Laura entró a la casa entumida, con las manos tiesas dentro de los bolsillos de su abrigo y conteniendo las lágrimas bajo sus párpados azulados. Se cumplía un mes desde que había comenzado su cesantía y, a pesar de que había intentado conseguir dinero por medio de distintos arreglos, se había dado cuenta de que no podrían sostener la alimentación de la casa más de una semana más. Supo que tendría que sacrificar sus comidas para nutrir a su pequeño Demian a partir de ahí.
Al entrar, vio al niño dormido junto a las brazas, con el rostro húmedo y le dio un beso en la frente casi sin rozarlo: estaba helado. Su corazón se encogió ante ese descubrimiento y, tomando al pequeño en sus brazos con sumo cuidado, lo depositó en el viejo sofá de la sala para avivar el fuego. Mientras buscaba la leña menos mojada y pensaba en que hacer para proteger a su pequeño hijo, este se alejaba vertiginosamente a un sueño de incubadora que le estaba dando un falso alivio.
La noche anterior, cuando Demian despertó de una terrible pesadilla en la que un monstruo so ahogaba, escuchó a su madre sollozar en la cocina. Se había levantado arrastrando su cobija para resguardarse del frío y logró ver la alacena casi vacía acogiendo la cabeza temblorosa de la mujer que tanto lo había adorado en la soledad de su pequeña familia. Su estómago se retorció y se hizo pequeño, como si sintiese culpa por haber comido tanto y, cuando decidió volver a su habitación, también lloró la pena de su pobreza.

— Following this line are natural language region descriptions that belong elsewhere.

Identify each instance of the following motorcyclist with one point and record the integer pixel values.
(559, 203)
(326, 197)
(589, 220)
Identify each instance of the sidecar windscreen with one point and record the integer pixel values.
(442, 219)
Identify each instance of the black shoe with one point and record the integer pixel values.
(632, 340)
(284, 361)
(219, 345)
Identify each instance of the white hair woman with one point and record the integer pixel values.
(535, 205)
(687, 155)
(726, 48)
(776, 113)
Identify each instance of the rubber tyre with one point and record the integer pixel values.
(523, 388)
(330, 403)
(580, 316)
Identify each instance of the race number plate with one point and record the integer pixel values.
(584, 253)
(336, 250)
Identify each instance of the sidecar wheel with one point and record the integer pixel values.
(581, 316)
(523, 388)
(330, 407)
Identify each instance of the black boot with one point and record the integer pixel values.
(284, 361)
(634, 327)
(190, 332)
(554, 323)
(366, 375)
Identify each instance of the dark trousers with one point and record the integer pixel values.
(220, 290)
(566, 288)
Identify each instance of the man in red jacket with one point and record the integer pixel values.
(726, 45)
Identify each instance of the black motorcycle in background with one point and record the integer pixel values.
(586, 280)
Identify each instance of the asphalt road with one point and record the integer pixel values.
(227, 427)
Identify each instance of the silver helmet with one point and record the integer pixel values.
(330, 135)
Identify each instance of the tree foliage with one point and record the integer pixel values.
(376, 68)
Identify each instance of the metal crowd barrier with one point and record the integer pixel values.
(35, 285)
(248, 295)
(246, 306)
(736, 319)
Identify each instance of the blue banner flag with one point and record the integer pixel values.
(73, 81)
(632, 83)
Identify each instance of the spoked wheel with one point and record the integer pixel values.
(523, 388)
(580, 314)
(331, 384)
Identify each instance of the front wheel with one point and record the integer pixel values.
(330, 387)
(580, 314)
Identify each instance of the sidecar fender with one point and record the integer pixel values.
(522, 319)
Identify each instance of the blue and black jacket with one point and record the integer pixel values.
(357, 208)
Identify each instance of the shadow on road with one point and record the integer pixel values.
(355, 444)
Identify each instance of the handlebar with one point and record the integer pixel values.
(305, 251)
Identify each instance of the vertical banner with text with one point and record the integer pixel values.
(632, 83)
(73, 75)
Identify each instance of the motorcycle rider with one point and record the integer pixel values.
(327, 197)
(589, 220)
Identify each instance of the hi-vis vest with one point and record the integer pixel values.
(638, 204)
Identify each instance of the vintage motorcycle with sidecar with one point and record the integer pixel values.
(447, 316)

Por la mañana, mientras tomaba su desayuno sin la compañía de Laura, quien corría de arriba a abajo con su único traje formal almidonado y planchado, tomó una decisión. Buscó dentro del bolso de su madre y tomó una pequeña cajita de medicamentos que ella consumía cuando estaba alterada. Bebió una para calmar sus nervios. Y cuando pensó que no había hecho efecto, tragó una segunda y otra de camino a la escuela. En los recesos cada píldora aumentaba el mareo, la pesadez, la náuseas, pero estaba contento. Se sentía tan mal que no podía pensar en el hambre de su madre.
Por la tarde, volvió sólo a casa y consumió cuatro frente a la chimenea, sin tomar pausas entre una y otra. Finalmente, cayó desplomado en un sueño que le iba acortando los latidos del corazón y la pequeña respiración que a sus cortos 10 años solo sabía de resuellos por jugar duro y de risas con sus amiguitos del colegio.
Durmió hasta el amanecer y, cuando Laura despertó sobresaltada, culpable por haber olvidado despertarlo para darle la cena y bañarlo, su cuerpo ya no tenía una sola escama de rubor en la piel. Había abandonado el mundo para siempre y ahora su madre no tendría que privarse de comer.